We also don’t need a reality show to remind us that. Carey calls Mariah’s World a documentary again and again; it is not. Not only would the editing and story structure disagree, but so would the cast of characters who the show’s producers have chosen to highlight. One standout is the singer’s comically difficult manager, Stella Bulochnikov—who bumps heads with creative director/choreographer Anthony Burrell (in turn, Burrell, of course, bumps heads with her backup singer MaryAnn Tatum). Furthering the notion that this is more reality show than docu-series, Mariah’s World throws in a strange made-for-TV B-plot where Stella hires a tour assistant who has a mini breakdown while setting up Mariah’s Apple TV. (Mariah will later prank call this poor assistant, adding to the “light funness” of the Mariah persona.)
Manager Bulochnikov even plays more like a reality TV star—specifically, like a Real Housewife of New Jersey—than a manager. This is unsurprising, considering she took over seemingly by force in 2015 when Mariah dramatically canned her publicist Cindi Berger and went with “a fresh approach.” In a Page Six article titled “Why Mariah Carey’s manager is more like a ‘dictator,’” Bulochnikov was described as such:
“Stella is the furthest thing from a manager. She’s a TV producer. She’s practically moved in with Mariah and now she has so much stuff on her that she can get her to do anything. She’s pulling the strings, and Mariah does whatever she says.”
One of the strings she pulled was putting together Mariah’s World. This is perhaps why it felt a little strange to longtime Mariah fans: It was something the singer would never do—something she didn’t need to do.
But if she’s going to do it, it’s clear she’ll do it her way. Mariah’s World includes a reality show staple, but with her own Mariah twist: a perfectly lighted confessional. Mariah is perhaps the first reality star to provide commentary exclusively while draped horizontally across a chaise lounge.

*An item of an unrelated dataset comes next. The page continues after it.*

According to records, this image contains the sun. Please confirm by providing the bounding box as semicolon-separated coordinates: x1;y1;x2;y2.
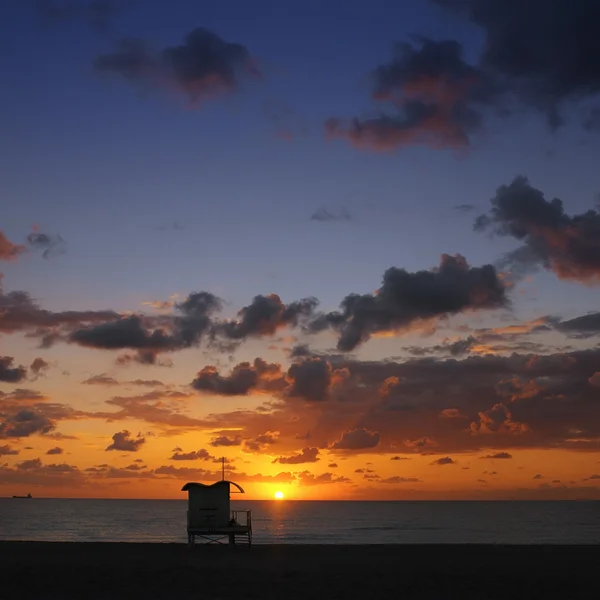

Following common reality show tropes, Mariah’s World also includes a love interest—not from the advertised source, billionaire James Packer, but from a young background dancer, Bryan Tanaka. Tanaka’s confessionals (reportedly recorded long after the fact) reveal that he’s majorly crushing on his pop-star boss. How cute! She flirts with him, harmlessly at first, but we all know that Mariah and Packer are not meant to be. Soon, she’ll be very Tanaka—very publicly. It’s weird watching what we’re supposed to assume is the blossoming of their relationship, because it’s almost certainly very specifically arranged, produced, and scripted television.
But while Mariah’s World is certainly not a documentary, it still manages to be a frank and accurate look at Mariah Carey. Mariah has always given the illusion of “realness”—her frequent spouting of “I don’t know her,” her connection to her fans (the lambs, of course), her rendition of “4real4real” off 2008’s E=MC². Where Beyoncé is inaccessible, Mariah is available and willing to comment. She manages to project the image of a diva while somehow remaining endlessly relatable. Perhaps it’s because she helped pioneer and encourage a modern fandom identity—speaking directly to her lambs in a language seemingly made just for the both of them. Her penthouse apartment was MTV’s Cribs most memorable: She let us into her home—her multimillion dollar home, sure, but when she hopped on an elliptical in stilettos, there was no one we felt we knew better than Mariah.
In that way, the show manages to straddle Mariah’s own self-identity and that which makes her endlessly entertaining, both on and off the stage. She insists that she’s authentic, straightforward, and without filter while maintaining a well-documented fear of fluorescent lighting (she won’t be photographed in it without sunglasses, even going over choreography in shades). She remains, as always, the ultimate elusive chanteuse—even while convincing us that we know her.